Dois estudos publicados no início deste ano por pesquisadores brasileiros reforçam uma hipótese que tem ganhado adeptos na comunidade científica: a de que a evolução dos distúrbios neurovegetativos pode ser influenciada pela microbiota intestinal. Os trabalhos descrevem a forma pela qual o desequilíbrio entre as bactérias patogênicas e benéficas do intestino – a disbiose – pode facilitar o surgimento da doença de Parkinson.
Falando à Agência Fapesp, ligada à instituição pública de fomento à ciência do estado de são Paulo, que apoiou as pesquisas, o coordenador de ambas as equipes, Matheus de Castro Fonseca, explicou que “Estudos têm mostrado que o diagnóstico da doença de Parkinson ocorre tardiamente. E que o distúrbio pode se originar muito mais cedo no sistema nervoso entérico [que controla a motilidade gastrointestinal], antes de avançar para o cérebro por meio das fibras autonômicas.”
No trabalho mais recente, publicado na revista iScience em março, os pesquisadores do Centro Nacional de Pesquisa em Energia e Materiais (CNPEM), de Campinas, se concentraram em compreender os produtos secretados pela bactéria Akkermansia muciniphila, abundante em amostras fecais de portadores de Parkinson esporádico, quando não há fator genético envolvido.

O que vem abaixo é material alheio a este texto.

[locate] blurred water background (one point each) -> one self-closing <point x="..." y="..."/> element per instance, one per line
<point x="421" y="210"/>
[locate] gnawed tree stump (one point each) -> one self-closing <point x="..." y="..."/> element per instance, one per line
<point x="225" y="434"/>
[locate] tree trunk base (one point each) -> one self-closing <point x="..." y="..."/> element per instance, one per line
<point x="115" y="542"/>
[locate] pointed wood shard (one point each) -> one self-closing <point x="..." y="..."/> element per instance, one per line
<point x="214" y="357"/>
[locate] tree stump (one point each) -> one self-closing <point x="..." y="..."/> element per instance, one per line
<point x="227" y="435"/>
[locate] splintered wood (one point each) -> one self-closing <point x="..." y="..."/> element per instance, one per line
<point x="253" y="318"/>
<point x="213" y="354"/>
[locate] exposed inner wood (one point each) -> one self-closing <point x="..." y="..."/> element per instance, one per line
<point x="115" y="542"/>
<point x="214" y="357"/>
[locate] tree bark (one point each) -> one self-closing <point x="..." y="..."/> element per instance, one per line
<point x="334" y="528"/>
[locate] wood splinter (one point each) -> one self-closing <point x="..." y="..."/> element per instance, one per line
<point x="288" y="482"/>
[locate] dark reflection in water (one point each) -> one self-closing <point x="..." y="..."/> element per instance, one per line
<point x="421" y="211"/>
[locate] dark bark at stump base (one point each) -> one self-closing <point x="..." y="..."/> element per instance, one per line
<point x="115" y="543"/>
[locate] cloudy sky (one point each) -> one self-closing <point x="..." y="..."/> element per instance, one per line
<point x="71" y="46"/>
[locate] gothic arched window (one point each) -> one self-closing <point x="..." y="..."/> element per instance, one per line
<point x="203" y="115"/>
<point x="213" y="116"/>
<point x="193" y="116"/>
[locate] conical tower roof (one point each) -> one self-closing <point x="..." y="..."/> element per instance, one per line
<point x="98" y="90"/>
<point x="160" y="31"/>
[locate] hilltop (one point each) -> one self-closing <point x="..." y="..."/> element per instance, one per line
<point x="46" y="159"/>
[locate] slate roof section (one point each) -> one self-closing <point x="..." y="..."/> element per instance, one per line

Fonte: Amorim Neto et al./iScience/Divulgação.Fonte: Amorim Neto et al./iScience
Subindo do intestino para o cérebro
O estudo das secreções da Akkermansia, cultivadas na ausência de muco intestinal, causaram estresse nas mitocôndrias (responsáveis pela respiração celular) de células específicas do epitélio intestinal chamadas enteroendócrinas (EEC).
Essas unidades funcionais têm muitas características comuns às dos neurônios, inclusive a expressão da proteína alfa-sinucleína (aSyn), cuja incorporação está intimamente ligada à doença de Parkinson.
A grande descoberta dos brasileiros foi que a proteína aSyn, agregada nos intestinos pela proliferação descontrolada de bactérias, pode migrar para o sistema nervoso central, iniciando um provável mecanismo de surgimento da doença de Parkinson. Não por acaso, diz Fonseca, pessoas com predisposição ao Parkinson apresentam quadros prévios de constipação intestinal.
Como as doenças neurodegenerativas não têm cura, saber como preveni-las é fundamental. "Antes o foco das pesquisas era o cérebro. E, com décadas de estudos, não se avançou muito nesse sentido. Agora estamos redirecionando o foco, do cérebro para os intestinos", afirma Fonseca. Afinal, moldar a microbiota intestinal é mais fácil do que tentar reverter um quadro já instalado no sistema nervoso central do paciente.
ARTIGOS - Nature Scientific Reports - DOS: 10.1038/s41598-022-08076-5; iScience - DOS: 10.1016/j.isci.2022.103908.